The Broken Earth Trilogy; A Reflection Through SEL.

Towards the beginning of this spring semester at SUNY Geneseo I created my first blog post discussing N.K Jemisin’s The Fifth Season, from her series The Broken Earth Trilogy. In this blog post I discussed which of Jemisin’s uses of geological concepts I found most interesting and or challenging. At the time my understanding of the first novel of the trilogy was that it suggests that injustice and inequity can be exacerbated  and even created by impartial geographical circumstances. This was an overarching understanding of the entire novel. I explained how, time and time again, the story presents the reader with scenarios that demonstrate that, in a sense, justice is a luxury that comes secondary to survival. I then cited examples of this being the case. I noted the fact that the Stillness uses Orogenic child slaves in the Nodes in order to quell shakes that might harm or kill the larger communities. I also noted that the pirates of Meov have to steal and kill to survive due to the fact that their island is not fit for growing crops, or breeding cattle. This was a fairly pessimistic outlook on the novel and the future of the series as a whole.
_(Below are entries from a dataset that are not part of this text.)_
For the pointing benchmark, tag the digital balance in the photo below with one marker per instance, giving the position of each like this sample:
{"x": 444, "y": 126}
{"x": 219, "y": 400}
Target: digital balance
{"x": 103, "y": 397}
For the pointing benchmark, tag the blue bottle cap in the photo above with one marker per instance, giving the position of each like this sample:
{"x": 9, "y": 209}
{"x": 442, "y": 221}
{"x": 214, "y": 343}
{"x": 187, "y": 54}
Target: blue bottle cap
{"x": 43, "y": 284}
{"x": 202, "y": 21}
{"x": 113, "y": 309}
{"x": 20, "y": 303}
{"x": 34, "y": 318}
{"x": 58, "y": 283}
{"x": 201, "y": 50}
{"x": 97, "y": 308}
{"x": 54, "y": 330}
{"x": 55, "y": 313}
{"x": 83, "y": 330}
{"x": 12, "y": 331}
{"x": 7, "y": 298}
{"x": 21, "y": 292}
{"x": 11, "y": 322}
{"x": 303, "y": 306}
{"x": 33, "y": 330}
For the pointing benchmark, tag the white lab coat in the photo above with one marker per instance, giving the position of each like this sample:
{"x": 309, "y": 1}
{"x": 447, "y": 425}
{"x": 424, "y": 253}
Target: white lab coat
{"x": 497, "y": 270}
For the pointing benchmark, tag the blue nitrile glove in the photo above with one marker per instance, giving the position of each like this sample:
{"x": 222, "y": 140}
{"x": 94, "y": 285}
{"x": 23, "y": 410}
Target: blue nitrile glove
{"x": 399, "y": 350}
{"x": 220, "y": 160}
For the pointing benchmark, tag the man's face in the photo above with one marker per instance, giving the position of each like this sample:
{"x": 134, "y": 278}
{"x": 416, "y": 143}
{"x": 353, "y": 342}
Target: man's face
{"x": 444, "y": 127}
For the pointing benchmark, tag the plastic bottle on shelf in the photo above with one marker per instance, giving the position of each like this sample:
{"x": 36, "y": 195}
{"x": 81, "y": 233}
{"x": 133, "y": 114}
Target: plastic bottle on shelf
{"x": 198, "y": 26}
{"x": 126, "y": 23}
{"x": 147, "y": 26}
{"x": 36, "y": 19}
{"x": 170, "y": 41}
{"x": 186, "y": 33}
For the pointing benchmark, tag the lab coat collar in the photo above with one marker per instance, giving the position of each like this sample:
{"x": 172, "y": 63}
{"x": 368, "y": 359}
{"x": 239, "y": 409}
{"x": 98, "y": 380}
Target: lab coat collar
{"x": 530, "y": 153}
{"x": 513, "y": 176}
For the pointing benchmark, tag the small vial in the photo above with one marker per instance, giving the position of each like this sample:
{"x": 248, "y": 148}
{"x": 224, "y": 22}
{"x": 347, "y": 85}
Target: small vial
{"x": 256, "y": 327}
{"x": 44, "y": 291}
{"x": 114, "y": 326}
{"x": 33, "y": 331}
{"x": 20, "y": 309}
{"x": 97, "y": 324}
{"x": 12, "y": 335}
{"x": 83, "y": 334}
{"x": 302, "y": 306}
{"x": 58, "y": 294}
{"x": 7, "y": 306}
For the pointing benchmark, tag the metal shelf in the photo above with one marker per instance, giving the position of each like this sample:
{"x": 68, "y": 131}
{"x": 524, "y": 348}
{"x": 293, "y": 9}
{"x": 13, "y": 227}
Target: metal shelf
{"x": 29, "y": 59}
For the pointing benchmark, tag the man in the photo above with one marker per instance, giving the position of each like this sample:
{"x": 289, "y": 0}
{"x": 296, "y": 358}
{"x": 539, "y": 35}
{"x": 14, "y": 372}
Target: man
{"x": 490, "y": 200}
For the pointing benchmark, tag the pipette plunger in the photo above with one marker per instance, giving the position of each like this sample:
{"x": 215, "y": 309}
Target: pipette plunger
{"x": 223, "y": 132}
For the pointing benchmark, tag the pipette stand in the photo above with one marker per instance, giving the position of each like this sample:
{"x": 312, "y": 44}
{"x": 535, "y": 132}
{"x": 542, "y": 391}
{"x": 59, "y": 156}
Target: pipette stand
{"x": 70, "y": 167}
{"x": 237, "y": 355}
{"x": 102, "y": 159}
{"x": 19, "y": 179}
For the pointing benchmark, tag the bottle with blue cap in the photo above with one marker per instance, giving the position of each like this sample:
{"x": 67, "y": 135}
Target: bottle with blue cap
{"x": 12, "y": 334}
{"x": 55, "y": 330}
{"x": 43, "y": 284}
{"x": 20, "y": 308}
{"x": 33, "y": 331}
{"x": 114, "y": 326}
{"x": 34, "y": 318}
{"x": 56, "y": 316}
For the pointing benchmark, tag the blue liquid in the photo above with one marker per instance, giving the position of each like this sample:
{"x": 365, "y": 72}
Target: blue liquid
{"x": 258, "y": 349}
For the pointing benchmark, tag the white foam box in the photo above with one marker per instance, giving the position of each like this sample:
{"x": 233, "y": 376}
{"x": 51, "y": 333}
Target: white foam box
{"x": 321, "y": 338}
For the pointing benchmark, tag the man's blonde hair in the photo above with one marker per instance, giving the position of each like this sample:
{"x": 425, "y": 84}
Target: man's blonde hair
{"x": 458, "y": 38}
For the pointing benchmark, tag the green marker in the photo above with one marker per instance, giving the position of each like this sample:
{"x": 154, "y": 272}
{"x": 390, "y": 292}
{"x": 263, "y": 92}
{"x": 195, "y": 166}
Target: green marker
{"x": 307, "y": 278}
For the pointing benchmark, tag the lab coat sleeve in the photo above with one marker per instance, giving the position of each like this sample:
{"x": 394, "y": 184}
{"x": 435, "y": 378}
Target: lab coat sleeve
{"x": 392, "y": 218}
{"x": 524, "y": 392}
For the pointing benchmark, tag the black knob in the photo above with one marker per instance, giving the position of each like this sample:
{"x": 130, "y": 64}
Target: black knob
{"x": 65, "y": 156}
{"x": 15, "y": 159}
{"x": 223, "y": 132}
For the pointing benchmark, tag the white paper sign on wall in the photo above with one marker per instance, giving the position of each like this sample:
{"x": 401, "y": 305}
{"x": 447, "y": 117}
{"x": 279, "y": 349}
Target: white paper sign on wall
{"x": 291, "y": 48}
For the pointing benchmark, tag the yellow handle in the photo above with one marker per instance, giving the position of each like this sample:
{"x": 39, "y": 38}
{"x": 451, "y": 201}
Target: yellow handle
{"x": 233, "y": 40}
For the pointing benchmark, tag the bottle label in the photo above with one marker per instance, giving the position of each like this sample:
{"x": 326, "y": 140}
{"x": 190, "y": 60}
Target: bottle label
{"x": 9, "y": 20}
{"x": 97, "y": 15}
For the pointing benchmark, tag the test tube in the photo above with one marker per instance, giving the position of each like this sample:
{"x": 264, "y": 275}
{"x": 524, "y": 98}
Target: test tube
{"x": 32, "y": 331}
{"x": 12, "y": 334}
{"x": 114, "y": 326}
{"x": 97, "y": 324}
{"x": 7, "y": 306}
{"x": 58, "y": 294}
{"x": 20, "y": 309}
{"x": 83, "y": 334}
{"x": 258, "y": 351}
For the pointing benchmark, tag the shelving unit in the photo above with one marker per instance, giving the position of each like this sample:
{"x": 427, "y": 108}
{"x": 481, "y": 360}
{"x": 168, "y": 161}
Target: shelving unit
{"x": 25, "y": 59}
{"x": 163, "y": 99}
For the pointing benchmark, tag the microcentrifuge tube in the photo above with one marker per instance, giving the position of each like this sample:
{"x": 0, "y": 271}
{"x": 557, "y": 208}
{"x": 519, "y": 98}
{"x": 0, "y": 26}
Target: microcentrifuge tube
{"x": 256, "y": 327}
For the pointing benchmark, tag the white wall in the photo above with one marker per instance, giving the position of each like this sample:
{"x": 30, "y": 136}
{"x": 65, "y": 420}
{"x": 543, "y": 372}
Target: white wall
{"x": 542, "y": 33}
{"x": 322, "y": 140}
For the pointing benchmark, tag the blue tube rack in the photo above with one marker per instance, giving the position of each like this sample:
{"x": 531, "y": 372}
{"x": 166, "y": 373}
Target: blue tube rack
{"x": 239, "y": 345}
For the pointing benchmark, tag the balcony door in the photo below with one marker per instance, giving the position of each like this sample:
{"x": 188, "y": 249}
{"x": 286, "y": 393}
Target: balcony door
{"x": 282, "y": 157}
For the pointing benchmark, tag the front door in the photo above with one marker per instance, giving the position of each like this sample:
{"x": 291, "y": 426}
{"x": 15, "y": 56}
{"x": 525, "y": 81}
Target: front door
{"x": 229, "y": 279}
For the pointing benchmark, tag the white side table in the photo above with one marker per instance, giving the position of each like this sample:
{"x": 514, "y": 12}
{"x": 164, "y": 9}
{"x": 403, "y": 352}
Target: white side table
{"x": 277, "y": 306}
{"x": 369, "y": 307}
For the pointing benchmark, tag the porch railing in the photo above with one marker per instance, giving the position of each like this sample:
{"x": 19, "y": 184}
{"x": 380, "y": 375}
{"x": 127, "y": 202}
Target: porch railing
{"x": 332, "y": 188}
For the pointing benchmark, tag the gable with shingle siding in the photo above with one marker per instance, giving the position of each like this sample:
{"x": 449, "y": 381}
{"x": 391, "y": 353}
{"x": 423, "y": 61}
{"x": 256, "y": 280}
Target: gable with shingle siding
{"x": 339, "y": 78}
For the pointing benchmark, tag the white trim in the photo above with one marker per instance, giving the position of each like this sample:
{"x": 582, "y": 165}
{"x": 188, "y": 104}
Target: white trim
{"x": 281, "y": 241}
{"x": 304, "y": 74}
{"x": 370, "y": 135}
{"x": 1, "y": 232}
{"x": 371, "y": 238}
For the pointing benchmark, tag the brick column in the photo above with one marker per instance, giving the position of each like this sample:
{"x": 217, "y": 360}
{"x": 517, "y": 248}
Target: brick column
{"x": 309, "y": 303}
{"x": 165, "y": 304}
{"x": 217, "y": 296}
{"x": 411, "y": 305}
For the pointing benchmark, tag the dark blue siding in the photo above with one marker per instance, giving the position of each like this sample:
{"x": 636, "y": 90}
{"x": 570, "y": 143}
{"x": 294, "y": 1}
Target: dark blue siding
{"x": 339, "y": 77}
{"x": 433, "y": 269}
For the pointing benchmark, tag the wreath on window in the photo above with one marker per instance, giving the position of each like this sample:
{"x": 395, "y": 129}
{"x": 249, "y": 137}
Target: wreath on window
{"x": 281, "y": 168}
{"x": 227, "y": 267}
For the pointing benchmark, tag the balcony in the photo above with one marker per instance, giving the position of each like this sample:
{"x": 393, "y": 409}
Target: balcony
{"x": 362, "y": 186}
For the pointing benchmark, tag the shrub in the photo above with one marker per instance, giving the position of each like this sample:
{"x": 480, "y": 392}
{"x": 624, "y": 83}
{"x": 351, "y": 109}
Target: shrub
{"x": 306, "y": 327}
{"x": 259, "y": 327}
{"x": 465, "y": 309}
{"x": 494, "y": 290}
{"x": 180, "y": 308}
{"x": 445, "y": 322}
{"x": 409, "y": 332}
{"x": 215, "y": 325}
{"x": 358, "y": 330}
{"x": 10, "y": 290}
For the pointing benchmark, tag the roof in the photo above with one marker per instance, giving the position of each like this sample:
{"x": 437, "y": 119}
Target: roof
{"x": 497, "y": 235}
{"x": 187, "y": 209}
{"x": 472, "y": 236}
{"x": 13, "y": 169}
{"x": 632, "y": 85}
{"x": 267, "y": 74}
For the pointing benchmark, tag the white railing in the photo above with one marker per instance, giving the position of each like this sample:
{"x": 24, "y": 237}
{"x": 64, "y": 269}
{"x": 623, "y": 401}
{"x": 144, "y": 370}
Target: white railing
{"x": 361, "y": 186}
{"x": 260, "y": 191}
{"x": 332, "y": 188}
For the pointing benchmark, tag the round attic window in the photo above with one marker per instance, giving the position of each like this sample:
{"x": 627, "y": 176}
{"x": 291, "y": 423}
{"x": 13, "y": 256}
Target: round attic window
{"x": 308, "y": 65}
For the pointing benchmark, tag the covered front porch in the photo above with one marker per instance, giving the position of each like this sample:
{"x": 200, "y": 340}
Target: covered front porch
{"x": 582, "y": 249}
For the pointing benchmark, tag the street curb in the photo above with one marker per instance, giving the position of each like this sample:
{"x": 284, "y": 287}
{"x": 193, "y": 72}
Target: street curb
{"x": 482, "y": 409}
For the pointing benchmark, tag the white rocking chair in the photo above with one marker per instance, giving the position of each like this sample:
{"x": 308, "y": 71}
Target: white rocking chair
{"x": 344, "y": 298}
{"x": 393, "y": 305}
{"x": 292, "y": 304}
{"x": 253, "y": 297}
Although I was confident in these doom and gloom ideas, even as recently as the beginning of writing this post, I have had to meaningfully reflect on whether I believe these ideas are entirely true after reading the rest of The Broken Earth Trilogy. I do still believe that I was hitting at a grain of truth when I wrote these ideas, but I do think that they need to be more nuanced. I will begin with how these ideas have in some ways remained true over the course of the semester and then examine how they have evolved.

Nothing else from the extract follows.